L’IASB a publié en novembre 2020 un discussion paper intitulé « Regroupements d’entreprises sous contrôle commun » dont la période de commentaires prendra fin le 1er septembre 2021.

Rappels contextuels : juste valeur ou valeur comptable ?

Les opérations de restructurations internes sont courantes dans la vie des groupes, que celles-ci se traduisent par des prises de contrôle par achat d’actions, fusions ou apports partiels d’actif. Les normes IFRS désignent ces transactions internes par l’expression « Business Combinations under Common Control » (ci-après « BCuCC »).
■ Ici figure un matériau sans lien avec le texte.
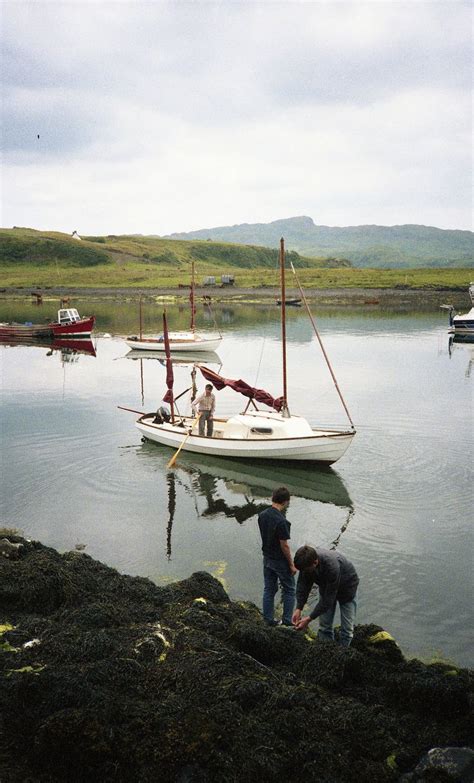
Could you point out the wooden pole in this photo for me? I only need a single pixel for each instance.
(285, 410)
(322, 348)
(193, 326)
(174, 457)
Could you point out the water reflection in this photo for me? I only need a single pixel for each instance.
(68, 349)
(236, 490)
(463, 342)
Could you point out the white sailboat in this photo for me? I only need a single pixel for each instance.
(256, 434)
(179, 341)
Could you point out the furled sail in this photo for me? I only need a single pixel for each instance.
(169, 365)
(243, 388)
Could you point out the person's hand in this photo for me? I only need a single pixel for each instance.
(296, 616)
(303, 623)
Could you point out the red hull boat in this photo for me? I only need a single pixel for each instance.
(53, 344)
(69, 324)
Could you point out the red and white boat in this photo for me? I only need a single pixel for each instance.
(69, 324)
Un BCuCC peut être défini comme le transfert d’une entreprise (l’entreprise transférée) d’une entité à une autre (l’entreprise bénéficiaire) au sein d’un même groupe, à la tête duquel se trouve une entité contrôlante.

Or la norme IFRS 3 n’est pas applicable aux BCuCC et aucune disposition n’encadre actuellement le traitement de ces opérations. Ce vide normatif conduit les groupes à choisir leur méthode comptable d’évaluation des actifs et des passifs transférés, à savoir en pratique soit la juste valeur (méthode de l’acquisition définie par IFRS 3), soit la valeur comptable historique. Or ces divergences de traitement nuisent à la comparabilité des états financiers et ces opérations manquent souvent de transparence en annexe.
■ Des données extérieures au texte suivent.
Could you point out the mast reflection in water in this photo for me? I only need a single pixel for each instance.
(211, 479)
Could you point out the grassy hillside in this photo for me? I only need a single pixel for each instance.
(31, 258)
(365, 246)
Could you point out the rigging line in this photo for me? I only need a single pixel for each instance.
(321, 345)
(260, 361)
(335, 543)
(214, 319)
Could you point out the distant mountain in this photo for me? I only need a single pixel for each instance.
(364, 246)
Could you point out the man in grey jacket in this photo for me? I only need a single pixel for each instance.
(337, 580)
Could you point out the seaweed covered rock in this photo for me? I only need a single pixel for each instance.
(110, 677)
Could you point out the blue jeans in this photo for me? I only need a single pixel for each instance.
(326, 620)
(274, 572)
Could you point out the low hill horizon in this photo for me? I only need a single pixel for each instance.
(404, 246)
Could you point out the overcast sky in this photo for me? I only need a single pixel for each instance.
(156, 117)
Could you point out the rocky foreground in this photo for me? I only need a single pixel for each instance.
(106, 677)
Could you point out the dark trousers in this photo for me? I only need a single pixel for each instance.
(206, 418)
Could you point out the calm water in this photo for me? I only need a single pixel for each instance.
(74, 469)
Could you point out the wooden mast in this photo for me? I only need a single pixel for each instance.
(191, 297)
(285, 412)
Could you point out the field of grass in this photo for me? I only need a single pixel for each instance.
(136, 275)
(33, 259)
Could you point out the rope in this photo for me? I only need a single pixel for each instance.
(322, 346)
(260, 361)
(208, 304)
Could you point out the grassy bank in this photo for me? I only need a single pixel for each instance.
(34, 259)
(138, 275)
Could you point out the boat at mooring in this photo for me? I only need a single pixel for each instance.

Si, du point de vue de la société mère de tête, il s’agit d’une opération interne dont les effets sont éliminés en consolidation, un impact peut exister dans le cas où l’entreprise bénéficiaire réalise elle-même des états financiers IFRS (société bénéficiaire cotée ou constituant un sous-pallier de consolidation, société nouvellement créée dans un objectif de cession potentielle ou d’IPO par exemple).

Des méthodes différenciées selon la présence d’intérêts minoritaires

Selon le Board, il n’est pas dans le meilleur intérêt de toutes les parties prenantes de prévoir une méthode unique pour toutes les transactions. Le critère discriminant serait la présence, au capital de la société bénéficiaire, d’intérêts minoritaires.

En effet, du point de vue d’actionnaires externes minoritaires, l’opération ne constitue pas une simple réorganisation interne mais bien une acquisition, puisqu’ils ne contrôlaient pas l’entité transférée. Ainsi, en présence d’intérêts minoritaires « substantiels », l’IASB envisage de rendre la méthode de l’acquisition à la juste valeur obligatoire pour les sociétés cotées, et applicable de droit sous réserve d’exemptions pour les sociétés à capital fermé.

Modalités d’application de la méthode de l’acquisition à la juste valeur

La méthode de l’acquisition s’appliquerait conformément à IFRS 3 en comptabilisant les actifs et passifs identifiables de l’entreprise transférée à leur juste valeur, et en reconnaissant la différence avec la juste valeur du prix d’achat en tant que goodwill ou badwill. Toutefois, ce badwill ne serait pas comptabilisé en produits mais directement en capitaux propres.

Les informations à fournir en annexe selon IFRS 3 seraient combinées avec les exigences supplémentaires prévues dans IAS 24 au titre des parties liées.

Modalités d’application de la méthode de la valeur comptable

La méthode de la valeur comptable serait appliquée de manière prospective. L’écart entre la valeur comptable des actifs et des passifs transférés et celle de la contrepartie payée serait directement enregistré en capitaux propres, à l’image de la pratique actuelle. Enfin, les coûts de transaction seraient comptabilisés en résultat net (les coûts d’émission d’instruments de capitaux propres ou d’emprunt restant traités selon IAS 32 / IFRS 9).

Des informations annexes seraient désormais exigées, ici aussi sur le modèle d’IFRS 3, afin de permettre aux lecteurs d’évaluer la nature et les impacts de l’acquisition, et de connaître le montant de l’écart inscrit en capitaux propres.